De schulden die eigen zijn aan de echtgenoten zijn (artikel 1407 B.W.):

-          “de schulden door een der echtgenoten aangegaan in het uitsluitend belang van zijn eigen vermogen;

-   de schulden ontstaan uit een persoonlijke of zakelijke zekerheid door een der echtgenoten gesteld in een ander belang dan dat van het gemeenschappelijk vermogen;

-         de schulden behorende tot een door een der echtgenoten uitgeoefend beroep dat hem verboden is krachtens artikel 216, of ontstaan uit handelingen die een der echtgenoten niet mocht verrichten zonder de medewerking van de andere echtgenoot of zonder rechterlijke machtiging;

-          de schulden ontstaan uit een strafrechtelijke veroordeling of uit een onrechtmatige daad begaan door een der echtgenoten.”

 In die zin kan ook de hiernavolgende interessante rechtspraak nog worden aangestipt:

 “De persoonlijke zekerheid door de man met instemming van zijn echtgenote gesteld ten bate van een vennootschap, waarvan hijzelf bestuurder-zaakvoerder is en waarin zijn echtgenote eveneens aandelen bezit, is een gemeenschappelijke schuld; de persoonlijke zekerheid, die noodzakelijk is voor het verder bestaan van de vennootschap, is niet gesteld in een ander belang dan dat van het gemeenschappelijk vermogen (Cass. 22 november 1990)”

 “De schuld tot betaling van een onderhoudsgeld na echtscheiding door onderlinge toestemming is een eigen schuld van de man. In principe kan voor deze schuld geen beslag worden gelegd op een appartement dat tot het gemeenschappelijk vermogen behoort in het huwelijk van de man en zijn tweede echtgenote (Cass. 27 mei 1991).”
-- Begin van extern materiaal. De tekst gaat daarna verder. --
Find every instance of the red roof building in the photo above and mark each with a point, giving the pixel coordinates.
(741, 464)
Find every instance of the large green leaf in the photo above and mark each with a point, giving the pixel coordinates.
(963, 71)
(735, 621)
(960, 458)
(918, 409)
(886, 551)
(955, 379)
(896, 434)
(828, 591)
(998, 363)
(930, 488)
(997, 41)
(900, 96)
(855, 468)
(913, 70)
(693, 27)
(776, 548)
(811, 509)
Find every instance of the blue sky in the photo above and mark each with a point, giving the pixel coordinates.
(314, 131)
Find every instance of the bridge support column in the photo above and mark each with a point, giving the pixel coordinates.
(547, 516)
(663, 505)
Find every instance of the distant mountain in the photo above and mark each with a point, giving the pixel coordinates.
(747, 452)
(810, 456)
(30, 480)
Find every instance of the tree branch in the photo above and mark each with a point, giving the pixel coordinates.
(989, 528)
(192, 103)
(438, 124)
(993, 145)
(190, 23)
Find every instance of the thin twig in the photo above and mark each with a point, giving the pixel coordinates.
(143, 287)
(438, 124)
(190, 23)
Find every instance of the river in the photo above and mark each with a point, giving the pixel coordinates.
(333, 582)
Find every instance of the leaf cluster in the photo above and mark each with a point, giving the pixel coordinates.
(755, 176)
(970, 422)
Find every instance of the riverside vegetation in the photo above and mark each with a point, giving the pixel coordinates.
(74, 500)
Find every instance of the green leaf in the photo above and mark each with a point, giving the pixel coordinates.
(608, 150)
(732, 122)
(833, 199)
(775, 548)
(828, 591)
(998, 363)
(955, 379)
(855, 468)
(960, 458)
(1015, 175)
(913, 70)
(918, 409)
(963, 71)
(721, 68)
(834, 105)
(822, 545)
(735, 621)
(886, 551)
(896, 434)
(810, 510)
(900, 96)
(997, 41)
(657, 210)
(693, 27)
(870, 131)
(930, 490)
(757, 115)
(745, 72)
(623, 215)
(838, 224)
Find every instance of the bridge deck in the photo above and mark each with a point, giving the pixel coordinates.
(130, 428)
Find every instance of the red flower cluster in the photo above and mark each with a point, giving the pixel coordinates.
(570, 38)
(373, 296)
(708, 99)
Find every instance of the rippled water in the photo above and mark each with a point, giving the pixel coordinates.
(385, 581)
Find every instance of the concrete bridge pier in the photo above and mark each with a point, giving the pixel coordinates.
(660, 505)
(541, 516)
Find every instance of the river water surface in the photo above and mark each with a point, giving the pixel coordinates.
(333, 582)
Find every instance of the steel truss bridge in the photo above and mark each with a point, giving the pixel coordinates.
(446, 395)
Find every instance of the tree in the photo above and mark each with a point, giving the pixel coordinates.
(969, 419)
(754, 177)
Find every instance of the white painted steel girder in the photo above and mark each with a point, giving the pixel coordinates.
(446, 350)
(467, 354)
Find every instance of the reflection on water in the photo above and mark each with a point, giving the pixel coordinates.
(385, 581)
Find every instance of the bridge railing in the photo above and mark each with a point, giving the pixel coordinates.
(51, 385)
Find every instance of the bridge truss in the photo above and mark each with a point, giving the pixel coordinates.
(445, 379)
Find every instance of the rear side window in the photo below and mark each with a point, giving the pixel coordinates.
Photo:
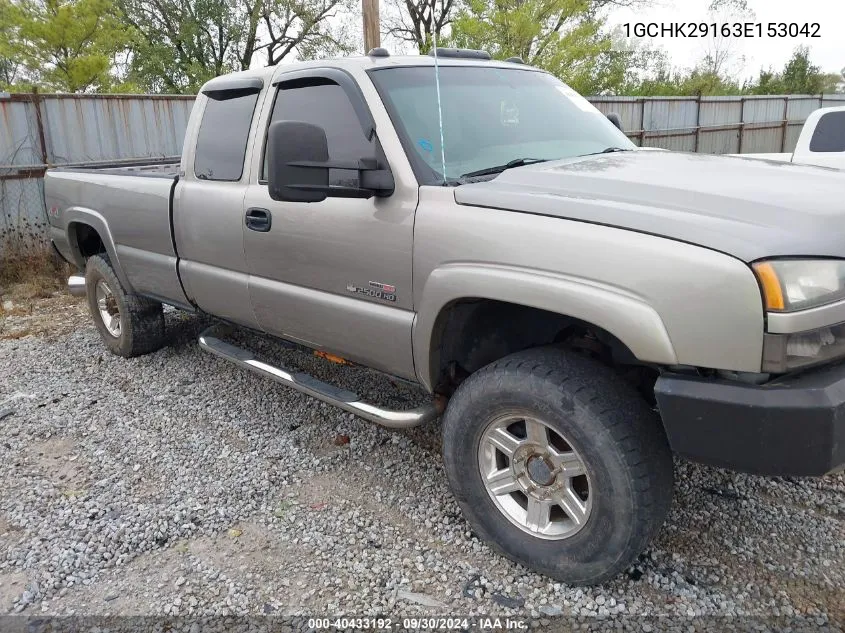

De hiernavolgende schulden zullen in het kader van een vereffening-verdeling bij de notaris worden beschouwd als gemeenschappelijke schulden, die dus door de beide echtgenoten dienen te worden gedragen:

-          “de schulden aangegaan door beide echtgenoten, gezamenlijk of hoofdelijk;

-          de schulden aangegaan door een der echtgenoten ten behoeve van de huishouding en de opvoeding van de kinderen;

-          de schulden door een der echtgenoten aangegaan in het belang van het gemeenschappelijk vermogen;

-     dde schulden ten laste van giften, aan de twee echtgenoten gezamenlijk of aan een van hen gedaan onder beding dat de gegeven of vermaakte goederen gemeenschappelijk zullen zijn;

-          de interesten die een bijzaak vormen van de eigen schulden van een der echtgenoten;

-          de onderhoudsschulden jegens bloedverwanten in de nederdalende lijn van een der echtgenoten;

-          de schulden waarvan niet bewezen is dat zij aan een der echtgenoten eigen zijn ingevolge enige wetsbepaling.”

Ook hier kan de volgende interessante rechtspraak worden aangestipt:

“Onderhoudsschulden t.a.v. de ouders van één der echtgenoten zijn gemeenschappelijke schulden. Deze schulden zijn in beginsel verhaalbaar op de drie vermogens. De schuld kan evenwel niet meer verhaald worden op het eigen vermogen van het schoonkind wanneer de schoonmoeder hertrouwt (Cass. 10 september 1987).”

“Als de interest op een eigen lening van een der echtgenoten betaald is met gemeenschapsgelden, is deze echtgenoot daarvoor geen vergoeding verschuldigd aan het gemeenschappelijk vermogen (Cass. 18 maart 2011).”

De vereffening-verdeling van een huwelijksgemeenschap bij de notaris blijft een moeilijke en complexe oefening, waarbij er veel zal worden onderhandeld tussen partijen. De vraag die immers vaak dient te worden gesteld is welke goederen aan welke partijen zullen worden toebedeeld, of in het slechtste geval, hoe de schuldenlasten tussen partijen zullen worden verdeeld.

In die context kan het beroep op een erkend bemiddelaar een meerwaarde betekenen.